O homem que se apaixonou por Bollywood serviu de ponto de partida para a criação e desenvolvimento da peça Frente-a-Frente, estreada a 15 de novembro, no Espaço de Blackbox, no festival ET Fest em Montemor-o-Novo. Este mote introduziu-nos a uma peça que “pega em culturas do mundo, apropria-se da potência delas com tambores, voz e corpo e volta a torná-las prática popular”. Quando cheguei e sentei-me para assistir à estreia senti-me logo criança. Senti que estava a ver algo que imediatamente não entendia e não encontrava grandes significados, mas que ainda assim soltou de mim tontos sorrisos espontâneos. Claramente o meu corpo respondeu logo, desde início, aos estímulos mais fáceis com que também nos cruzamos no dia a dia, desde cores, objetos e sons. O cenário vestiu-se de laranja. Uma cor forte, que despoleta sentimos intensos de ódio ou de amor. Assumidamente não é um tom neutro e essa jogada, do uso de uma cor musculada de caráter, à partida não nos aborrece, pelo contrário, berra diretamente na nossa cara “olha para mim”. E, ao olhar, observamos discretas excentricidades, que à partida já assumimos como vão ser usadas, algo que não fugiu muito da expectativa. Os instrumentos musicais dispostos em palco, a voz da Inês, a voz do Vahan, um pratic cello de um lado, um tambor e cavaquinho do outro, foram usados numa dinâmica leve e divertida, que deram espaço às sensações. A repetição e mimetização de partituras, mais ou menos reconhecíveis, ao longo dos 50 minutos de espetáculo, definiu o sentir de uma forma solta e desprendida, não procurando o peso do mundo para colocar em palco. Às vezes é só isso que pedimos a uma peça: algo honesto e consciencioso dessa mesma honestidade.

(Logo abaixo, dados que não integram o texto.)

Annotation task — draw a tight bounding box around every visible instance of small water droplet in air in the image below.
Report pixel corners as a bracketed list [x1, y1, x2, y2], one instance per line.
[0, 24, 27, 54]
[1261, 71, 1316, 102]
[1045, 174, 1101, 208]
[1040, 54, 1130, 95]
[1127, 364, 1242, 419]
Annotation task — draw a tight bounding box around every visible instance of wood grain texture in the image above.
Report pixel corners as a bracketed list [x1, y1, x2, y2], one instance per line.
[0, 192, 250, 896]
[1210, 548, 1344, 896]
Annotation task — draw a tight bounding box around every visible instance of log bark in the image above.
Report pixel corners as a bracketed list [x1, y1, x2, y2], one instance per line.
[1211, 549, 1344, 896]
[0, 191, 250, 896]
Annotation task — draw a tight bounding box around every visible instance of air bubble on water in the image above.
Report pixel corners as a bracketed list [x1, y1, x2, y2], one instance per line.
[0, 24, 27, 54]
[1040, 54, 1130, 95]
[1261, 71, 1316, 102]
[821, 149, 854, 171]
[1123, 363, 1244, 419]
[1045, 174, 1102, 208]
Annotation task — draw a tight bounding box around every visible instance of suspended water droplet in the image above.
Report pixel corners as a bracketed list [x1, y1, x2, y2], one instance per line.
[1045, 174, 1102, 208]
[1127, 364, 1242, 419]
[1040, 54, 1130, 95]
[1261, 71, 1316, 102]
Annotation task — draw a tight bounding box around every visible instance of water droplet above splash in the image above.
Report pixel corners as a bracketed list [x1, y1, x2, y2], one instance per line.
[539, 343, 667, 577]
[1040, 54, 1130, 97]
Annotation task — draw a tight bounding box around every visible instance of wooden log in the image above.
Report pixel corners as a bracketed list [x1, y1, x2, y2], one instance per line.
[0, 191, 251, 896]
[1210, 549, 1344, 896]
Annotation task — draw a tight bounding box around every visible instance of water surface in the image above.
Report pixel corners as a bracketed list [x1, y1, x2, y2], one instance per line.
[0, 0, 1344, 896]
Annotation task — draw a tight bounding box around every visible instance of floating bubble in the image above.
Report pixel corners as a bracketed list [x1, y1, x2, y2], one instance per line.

Do Porto até à Arménia, caminhando até à Índia e navegando sem paragem de norte a sul, este e oeste, existe uma enorme vontade de explorar tudo e especificar nada. Aqui o espaço de criação é tão fértil que não existem paragens únicas obrigatórias a limitarem a recepção ao que estamos a ver e a ouvir. Aqui, o devorar dos primeiros momentos do mundo transita para os pés, as mãos e a boca de quem assiste, que não se deixa indiferente a este encontro com a vida, na sua forma mais espontânea, ainda que muito bem estudada.
Crítica apresentada no Seminário de Escrita Crítica para Artes Performativas, orientado por Rui Catalão, que decorreu nos dois fins-de-semana do #ETFEST 2024, festival onde são apresentados os projetos vencedores das Bolsas de Criação d'O Espaço do Tempo, com o apoio do BPI e da Fundação "la Caixa". Nos dias 15 e 16 de novembro, os participantes tiveram a oportunidade de assistir às estreias absolutas de frente-a-frente, de Inês Campos & Vahan Kerovpyan, e Kabeça Orí, de Aoaní & Joyce Souza / Associação Orí.